2.1.2 L'absence de conclusions conformes au droit fédéral ne peut être définie comme une question de pure forme, de sorte qu'une constatation en ce sens, et dès lors, le rejet de la prétention en cause, ne constitue pas un formalisme excessif (arrêt du Tribunal fédéral 4A_3/2016 du 26 avril 2017 consid. 6.2). 

2.1.3 Il n'est admissible de compléter le recours par le biais d'une réplique que si les arguments contenus dans la prise de position y donnent lieuAprès l'écoulement du délai de recours, le recourant est forclos à formuler des conclusions ou des griefs qu'il aurait pu déjà articuler dans le recours (ATF 132 I 42 consid. 3.3.4, JdT 2008 I 110; arrêt du Tribunal fédéral 5A_813/2013 du 12 mai 2014 consid. 2.2).

2.2 En l'espèce, les appelantes n'ont pas critiqué dans leur appel le raisonnement du Tribunal selon lequel les conclusions initiales de leur action excédaient le cadre d'une action en libération de dette.

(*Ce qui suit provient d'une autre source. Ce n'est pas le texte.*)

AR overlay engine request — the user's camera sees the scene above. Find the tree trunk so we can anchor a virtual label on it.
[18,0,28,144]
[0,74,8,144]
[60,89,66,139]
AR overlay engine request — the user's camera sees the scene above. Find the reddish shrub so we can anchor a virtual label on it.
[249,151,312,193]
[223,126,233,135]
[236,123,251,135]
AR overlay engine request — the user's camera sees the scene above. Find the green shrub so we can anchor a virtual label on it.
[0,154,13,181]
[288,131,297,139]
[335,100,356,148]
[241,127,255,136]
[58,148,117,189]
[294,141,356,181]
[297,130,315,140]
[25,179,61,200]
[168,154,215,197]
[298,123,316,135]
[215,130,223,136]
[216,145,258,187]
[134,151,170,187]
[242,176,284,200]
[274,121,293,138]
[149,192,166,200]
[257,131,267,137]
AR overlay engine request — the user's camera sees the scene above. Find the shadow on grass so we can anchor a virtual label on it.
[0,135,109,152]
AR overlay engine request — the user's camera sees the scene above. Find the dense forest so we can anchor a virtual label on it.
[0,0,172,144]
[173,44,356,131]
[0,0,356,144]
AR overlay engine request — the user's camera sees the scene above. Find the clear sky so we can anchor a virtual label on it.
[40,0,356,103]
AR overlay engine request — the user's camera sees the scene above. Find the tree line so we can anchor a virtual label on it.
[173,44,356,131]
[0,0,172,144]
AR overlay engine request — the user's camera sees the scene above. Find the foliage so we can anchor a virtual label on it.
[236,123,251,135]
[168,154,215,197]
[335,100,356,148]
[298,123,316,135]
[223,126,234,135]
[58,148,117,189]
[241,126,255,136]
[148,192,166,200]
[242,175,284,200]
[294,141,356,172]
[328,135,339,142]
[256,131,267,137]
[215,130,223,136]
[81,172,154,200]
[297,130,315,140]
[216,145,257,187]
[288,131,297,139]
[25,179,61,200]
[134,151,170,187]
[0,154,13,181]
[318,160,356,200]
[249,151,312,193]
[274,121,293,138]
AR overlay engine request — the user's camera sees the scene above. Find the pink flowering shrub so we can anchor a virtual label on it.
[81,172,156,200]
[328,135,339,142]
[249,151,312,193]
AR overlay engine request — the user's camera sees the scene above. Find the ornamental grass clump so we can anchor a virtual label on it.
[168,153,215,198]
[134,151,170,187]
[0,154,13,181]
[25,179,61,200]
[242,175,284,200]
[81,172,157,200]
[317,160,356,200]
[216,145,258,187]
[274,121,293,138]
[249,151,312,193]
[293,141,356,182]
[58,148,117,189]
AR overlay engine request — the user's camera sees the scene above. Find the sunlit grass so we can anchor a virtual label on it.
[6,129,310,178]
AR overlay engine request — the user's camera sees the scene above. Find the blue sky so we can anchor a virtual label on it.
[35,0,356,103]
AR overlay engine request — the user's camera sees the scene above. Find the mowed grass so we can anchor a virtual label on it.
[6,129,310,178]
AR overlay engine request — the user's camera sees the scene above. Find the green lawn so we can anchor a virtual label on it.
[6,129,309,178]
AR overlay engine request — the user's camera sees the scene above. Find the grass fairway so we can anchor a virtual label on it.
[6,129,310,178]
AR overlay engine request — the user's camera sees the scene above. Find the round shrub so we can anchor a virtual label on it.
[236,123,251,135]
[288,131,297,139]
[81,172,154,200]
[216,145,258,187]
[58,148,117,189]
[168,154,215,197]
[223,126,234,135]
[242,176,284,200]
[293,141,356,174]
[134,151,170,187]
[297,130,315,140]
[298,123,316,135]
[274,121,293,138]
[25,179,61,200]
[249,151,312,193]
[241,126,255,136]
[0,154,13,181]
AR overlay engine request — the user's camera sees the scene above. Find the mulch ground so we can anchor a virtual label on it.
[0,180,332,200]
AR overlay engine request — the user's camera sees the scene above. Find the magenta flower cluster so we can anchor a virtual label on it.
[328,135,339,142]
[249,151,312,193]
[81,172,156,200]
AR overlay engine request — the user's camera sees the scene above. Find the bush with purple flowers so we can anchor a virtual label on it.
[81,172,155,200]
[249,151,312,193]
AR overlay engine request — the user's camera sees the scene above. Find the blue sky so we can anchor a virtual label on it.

Elles se sont limitées à faire valoir que la recevabilité de leur action devait être examinée à la lumière des conclusions qu'elles ont déposées le 25 janvier 2022.

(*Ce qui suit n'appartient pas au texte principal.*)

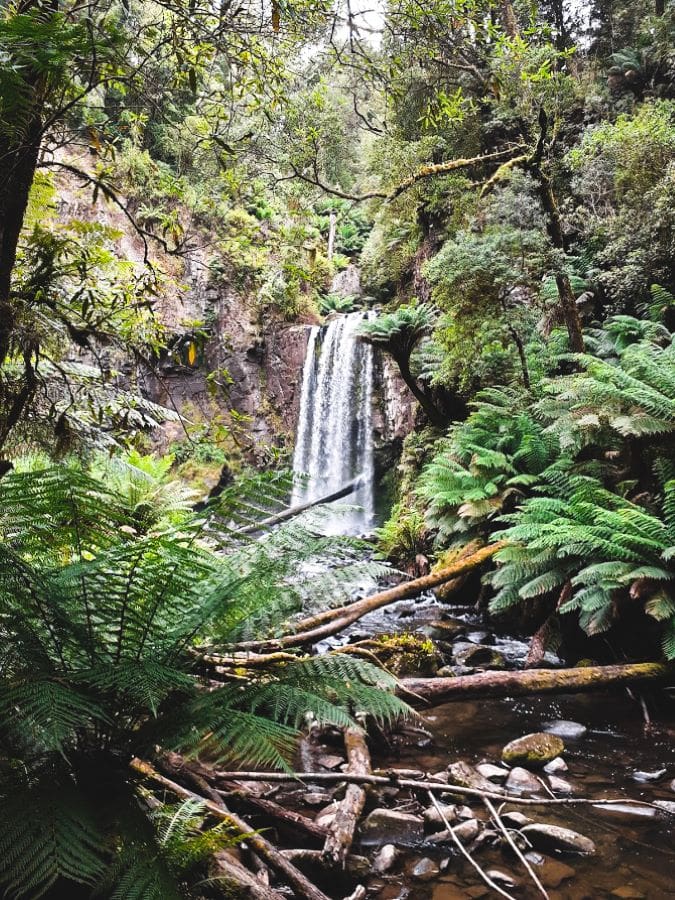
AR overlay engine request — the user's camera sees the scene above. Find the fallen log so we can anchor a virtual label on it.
[400,663,675,704]
[232,541,506,653]
[323,728,370,867]
[129,758,330,900]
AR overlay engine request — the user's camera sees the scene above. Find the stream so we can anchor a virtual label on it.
[294,312,675,900]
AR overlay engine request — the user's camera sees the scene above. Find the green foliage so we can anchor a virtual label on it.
[0,468,406,897]
[418,388,560,547]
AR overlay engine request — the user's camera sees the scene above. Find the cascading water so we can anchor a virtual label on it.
[293,312,374,533]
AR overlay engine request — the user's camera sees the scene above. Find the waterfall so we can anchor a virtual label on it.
[293,312,374,533]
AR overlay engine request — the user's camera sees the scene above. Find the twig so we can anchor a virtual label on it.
[483,797,549,900]
[428,791,516,900]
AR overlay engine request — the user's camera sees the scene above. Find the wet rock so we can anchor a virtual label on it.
[361,808,424,845]
[593,803,658,825]
[452,643,506,669]
[631,769,666,784]
[411,856,441,881]
[548,775,574,794]
[422,803,458,831]
[506,766,543,794]
[427,819,480,844]
[316,753,345,769]
[423,619,466,641]
[476,763,509,784]
[610,884,646,900]
[537,856,576,888]
[543,719,588,741]
[522,823,595,855]
[502,731,565,769]
[302,791,331,806]
[485,869,518,887]
[502,810,532,828]
[373,844,399,875]
[654,800,675,816]
[544,756,569,775]
[448,761,501,793]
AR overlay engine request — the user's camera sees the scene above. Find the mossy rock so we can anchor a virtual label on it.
[370,633,441,678]
[502,731,565,769]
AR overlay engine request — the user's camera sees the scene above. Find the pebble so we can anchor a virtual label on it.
[502,810,532,828]
[593,803,658,825]
[544,756,569,775]
[506,766,543,794]
[485,869,518,887]
[543,719,588,741]
[631,769,667,784]
[522,822,595,855]
[427,819,480,844]
[476,763,509,783]
[412,856,441,881]
[423,803,457,831]
[373,844,399,875]
[502,731,565,768]
[654,800,675,816]
[548,775,574,794]
[361,808,424,845]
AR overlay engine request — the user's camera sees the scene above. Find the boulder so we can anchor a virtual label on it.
[506,766,543,794]
[411,856,441,881]
[476,763,509,784]
[452,643,506,669]
[521,822,595,856]
[373,844,399,875]
[543,719,588,741]
[544,756,569,775]
[448,761,501,794]
[361,807,424,845]
[502,731,565,769]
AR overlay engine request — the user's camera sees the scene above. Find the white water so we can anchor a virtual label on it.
[293,312,374,534]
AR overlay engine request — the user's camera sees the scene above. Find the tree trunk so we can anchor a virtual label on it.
[228,541,506,652]
[323,728,370,867]
[401,663,675,704]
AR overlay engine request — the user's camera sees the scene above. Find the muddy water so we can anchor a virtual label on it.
[336,599,675,900]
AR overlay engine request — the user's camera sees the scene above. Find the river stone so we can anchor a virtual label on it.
[373,844,399,875]
[548,775,574,794]
[452,643,506,669]
[485,869,518,887]
[361,808,424,845]
[521,823,595,855]
[506,766,543,794]
[502,731,565,769]
[476,763,509,783]
[543,719,588,741]
[537,856,576,888]
[448,761,501,793]
[502,810,532,828]
[631,769,667,784]
[593,803,658,825]
[411,856,441,881]
[544,756,569,775]
[654,800,675,816]
[423,803,457,831]
[427,819,480,844]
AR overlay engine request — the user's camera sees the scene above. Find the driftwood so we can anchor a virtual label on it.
[400,663,675,703]
[130,758,330,900]
[323,728,370,866]
[233,541,506,653]
[214,769,653,807]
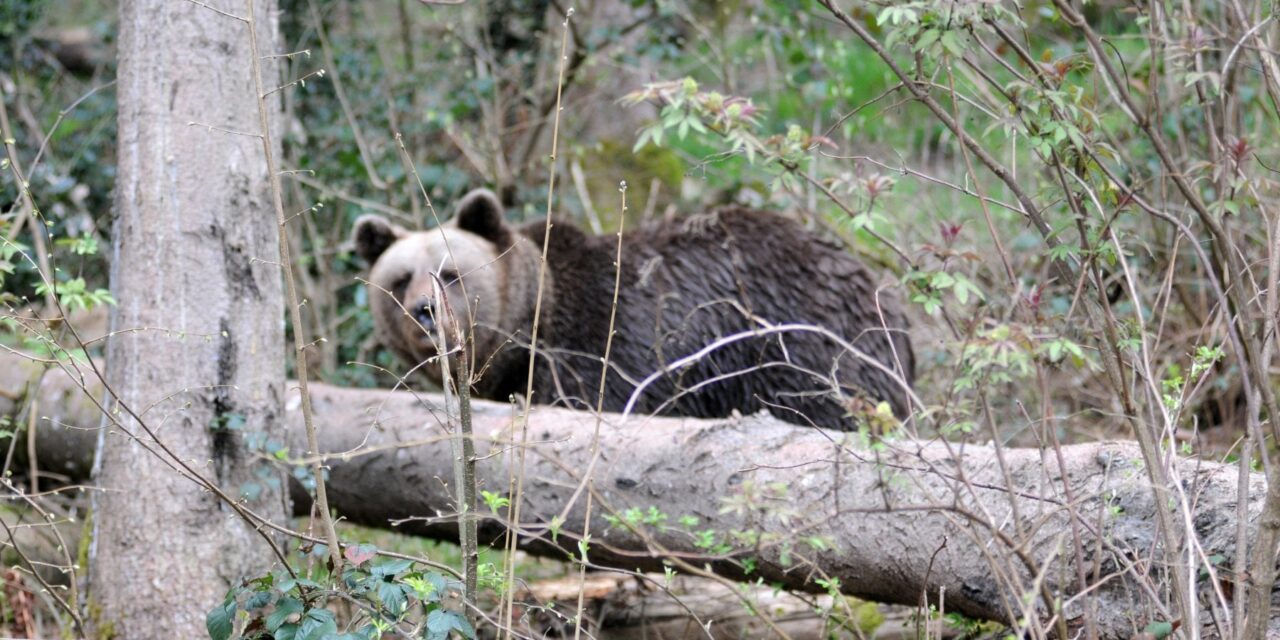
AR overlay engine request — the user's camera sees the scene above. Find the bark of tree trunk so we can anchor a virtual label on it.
[86,0,285,639]
[0,356,1276,639]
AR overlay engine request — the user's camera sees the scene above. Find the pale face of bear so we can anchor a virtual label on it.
[355,189,524,384]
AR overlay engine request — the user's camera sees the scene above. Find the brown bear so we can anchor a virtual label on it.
[355,189,914,429]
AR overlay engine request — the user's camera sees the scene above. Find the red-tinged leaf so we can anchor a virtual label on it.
[342,544,378,567]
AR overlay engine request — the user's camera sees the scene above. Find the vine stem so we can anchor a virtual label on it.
[244,0,342,576]
[500,8,573,639]
[573,180,627,640]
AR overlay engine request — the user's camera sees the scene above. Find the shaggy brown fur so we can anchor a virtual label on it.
[356,191,914,429]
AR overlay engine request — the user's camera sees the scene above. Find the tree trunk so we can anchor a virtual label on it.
[0,356,1275,637]
[87,0,285,639]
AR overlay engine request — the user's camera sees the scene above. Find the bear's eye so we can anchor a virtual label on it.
[392,274,413,302]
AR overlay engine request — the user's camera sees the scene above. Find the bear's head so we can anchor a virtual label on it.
[353,189,539,384]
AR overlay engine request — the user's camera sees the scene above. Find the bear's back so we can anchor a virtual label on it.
[521,207,914,428]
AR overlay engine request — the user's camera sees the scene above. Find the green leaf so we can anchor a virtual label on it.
[266,598,302,631]
[1142,622,1174,640]
[296,609,338,640]
[205,600,236,640]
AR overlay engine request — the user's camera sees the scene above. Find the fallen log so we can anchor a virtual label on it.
[0,356,1265,637]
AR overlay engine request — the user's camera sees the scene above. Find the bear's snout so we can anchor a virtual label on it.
[412,302,435,332]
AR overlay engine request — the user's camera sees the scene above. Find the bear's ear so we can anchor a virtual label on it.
[352,214,404,266]
[454,189,509,244]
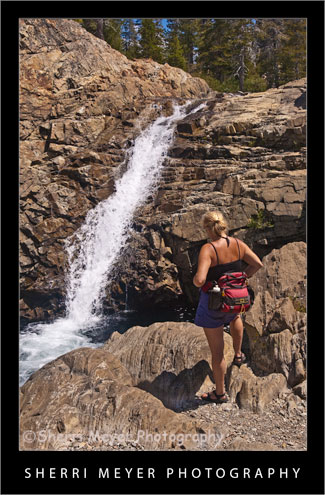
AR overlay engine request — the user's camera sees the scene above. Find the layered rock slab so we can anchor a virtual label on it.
[20,348,220,450]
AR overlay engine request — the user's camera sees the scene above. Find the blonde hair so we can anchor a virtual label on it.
[202,211,228,236]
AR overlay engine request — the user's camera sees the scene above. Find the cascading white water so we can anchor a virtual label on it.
[20,104,205,385]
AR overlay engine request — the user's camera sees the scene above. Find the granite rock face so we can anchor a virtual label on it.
[20,322,286,450]
[20,19,211,320]
[20,336,225,450]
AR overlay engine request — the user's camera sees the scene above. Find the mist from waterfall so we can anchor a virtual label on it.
[20,104,205,385]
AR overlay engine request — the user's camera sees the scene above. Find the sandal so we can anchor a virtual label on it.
[200,390,228,404]
[232,352,246,368]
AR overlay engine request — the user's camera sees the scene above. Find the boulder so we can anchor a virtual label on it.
[227,364,287,413]
[104,322,234,410]
[20,348,220,450]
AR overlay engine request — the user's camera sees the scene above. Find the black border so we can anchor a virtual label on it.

Or, même si ces conclusions étaient recevables, elles auraient été tardives puisque formées après l'échéance du délai péremptoire de 20 jours prévu par l'art. 83
al. 2 LP, comme l'a relevé à juste titre le Tribunal.

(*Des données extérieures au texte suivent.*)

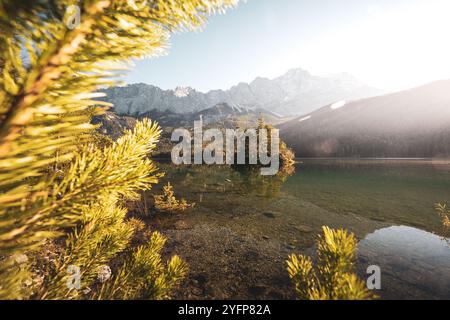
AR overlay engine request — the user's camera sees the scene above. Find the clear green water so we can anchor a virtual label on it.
[151,160,450,299]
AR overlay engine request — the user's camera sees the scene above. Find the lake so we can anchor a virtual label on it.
[147,160,450,299]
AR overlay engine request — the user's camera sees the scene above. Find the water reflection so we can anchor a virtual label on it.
[358,226,450,299]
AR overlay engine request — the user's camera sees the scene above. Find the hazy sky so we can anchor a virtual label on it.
[127,0,450,91]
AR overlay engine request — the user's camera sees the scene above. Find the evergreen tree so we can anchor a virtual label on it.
[0,0,236,299]
[287,227,374,300]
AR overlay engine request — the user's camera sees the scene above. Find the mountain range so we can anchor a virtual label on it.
[103,69,384,116]
[279,80,450,158]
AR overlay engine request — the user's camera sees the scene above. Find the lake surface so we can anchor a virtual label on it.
[149,160,450,299]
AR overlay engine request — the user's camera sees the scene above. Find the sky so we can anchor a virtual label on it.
[126,0,450,92]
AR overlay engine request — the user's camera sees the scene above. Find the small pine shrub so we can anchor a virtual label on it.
[287,227,374,300]
[436,204,450,232]
[153,182,195,213]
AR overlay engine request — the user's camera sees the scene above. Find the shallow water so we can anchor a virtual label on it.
[150,160,450,299]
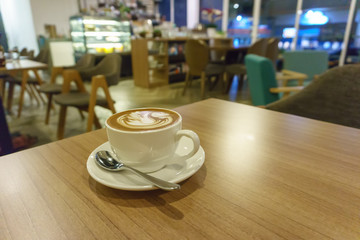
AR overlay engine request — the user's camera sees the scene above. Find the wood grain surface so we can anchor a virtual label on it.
[0,99,360,240]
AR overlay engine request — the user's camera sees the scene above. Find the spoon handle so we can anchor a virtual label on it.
[122,165,180,191]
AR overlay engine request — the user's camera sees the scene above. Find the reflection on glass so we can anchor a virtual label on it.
[227,0,253,47]
[258,0,297,50]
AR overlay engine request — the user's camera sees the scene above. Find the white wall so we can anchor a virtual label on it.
[0,0,38,53]
[29,0,80,37]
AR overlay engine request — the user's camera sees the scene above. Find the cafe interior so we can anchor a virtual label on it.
[0,0,360,239]
[0,0,360,149]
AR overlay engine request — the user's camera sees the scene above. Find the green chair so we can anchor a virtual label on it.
[266,64,360,128]
[245,54,303,106]
[283,50,329,85]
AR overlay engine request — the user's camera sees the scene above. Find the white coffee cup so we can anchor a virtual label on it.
[105,108,200,172]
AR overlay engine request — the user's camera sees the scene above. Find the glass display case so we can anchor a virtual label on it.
[70,16,131,56]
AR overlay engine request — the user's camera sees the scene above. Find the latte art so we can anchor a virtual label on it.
[117,111,174,129]
[107,108,180,131]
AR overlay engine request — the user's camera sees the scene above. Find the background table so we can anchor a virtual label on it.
[0,59,48,117]
[0,99,360,239]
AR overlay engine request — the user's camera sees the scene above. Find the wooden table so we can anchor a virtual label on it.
[0,99,360,239]
[0,59,47,117]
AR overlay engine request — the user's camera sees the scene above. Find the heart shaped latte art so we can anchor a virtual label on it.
[117,111,174,129]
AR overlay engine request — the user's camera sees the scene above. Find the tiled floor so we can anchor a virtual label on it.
[7,78,251,146]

Les griefs soulevés par les appelantes dans leur réplique sont tardifs, conformément à la jurisprudence précitée.

Même s'ils avaient été recevables, ces griefs auraient dû être rejetés. C'est en effet à juste titre que le Tribunal a retenu que l'acte déposé le 22 septembre 2021 n'était pas une action en libération de dette puisque les appelantes ne concluaient pas à ce que le Tribunal constate qu'elles ne devaient pas le montant faisant l'objet de la poursuite n° 1______. Alors que la mainlevée de l'opposition formée dans la poursuite précitée portait sur 78'480 fr. intérêts en sus, les appelantes concluaient notamment à ce que le Tribunal constate que leur dette envers l'intimée était de 235'441 fr. 80, intérêts en sus. Ces conclusions ne sont pas des conclusions admissibles dans le cadre d'une action en libération de dette.

A cela s'ajoute que B______, qui ne revêt pas la qualité de débitrice de la poursuite n° 1______, n'a pas la qualité pour agir en libération de dette en lien avec cette poursuite.

Dans la mesure où la demande déposée le 22 septembre 2021 n'était pas une action en libération de dette, elle était soumise à la tentative de conciliation préalable. L'absence de conciliation entraîne l'irrecevabilité de la demande, comme l'a constaté à juste titre le Tribunal.

Contrairement à ce que font valoir les appelantes, le Tribunal n'a pas fait preuve de formalisme excessif en déclarant leur demande irrecevable car l'absence de conclusions conformes au droit fédéral et l'absence de tentative de conciliation ne sont pas des questions de pure forme.

Le jugement querellé sera dès lors confirmé.

3. Il n'est pas prélevé de frais ni alloué de dépens, s'agissant d'une cause soumise à la juridiction des baux et loyers (art. 22 al. 1 LaCC).

* * * * *


PAR CES MOTIFS,
La Chambre des baux et loyers :

A la forme :

Déclare recevable l'appel interjeté le 2 mai 2022 par A______ LLC et B______ contre le jugement JTBL/185/2022 rendu le 9 mars 2022 par le Tribunal des baux et loyers dans la cause C/18126/2021.

Au fond :

Confirme ce jugement.

Dit que la procédure est gratuite.

Déboute les parties de toutes autres conclusions.

Siégeant :

Madame Nathalie RAPP, présidente; Madame Pauline ERARD et Madame Fabienne GEISINGER-MARIETHOZ, juges; Monsieur Jean-Philippe ANTHONIOZ et Monsieur Grégoire CHAMBAZ, juges assesseurs; Madame Maïté VALENTE, greffière.

 

La présidente :

Nathalie RAPP

 

La greffière :

Maïté VALENTE

 

 

Indication des voies de recours :

 

Conformément aux art. 72 ss de la loi fédérale sur le Tribunal fédéral du 17 juin 2005 (LTF; RS 173.110), le présent arrêt peut être porté dans les trente jours qui suivent sa notification avec expédition complète (art. 100 al. 1 LTF) par-devant le Tribunal fédéral par la voie du recours en matière civile.

 

Le recours doit être adressé au Tribunal fédéral, 1000 Lausanne 14.

 

Valeur litigieuse des conclusions pécuniaires au sens de la LTF supérieure ou égale à 15'000 fr.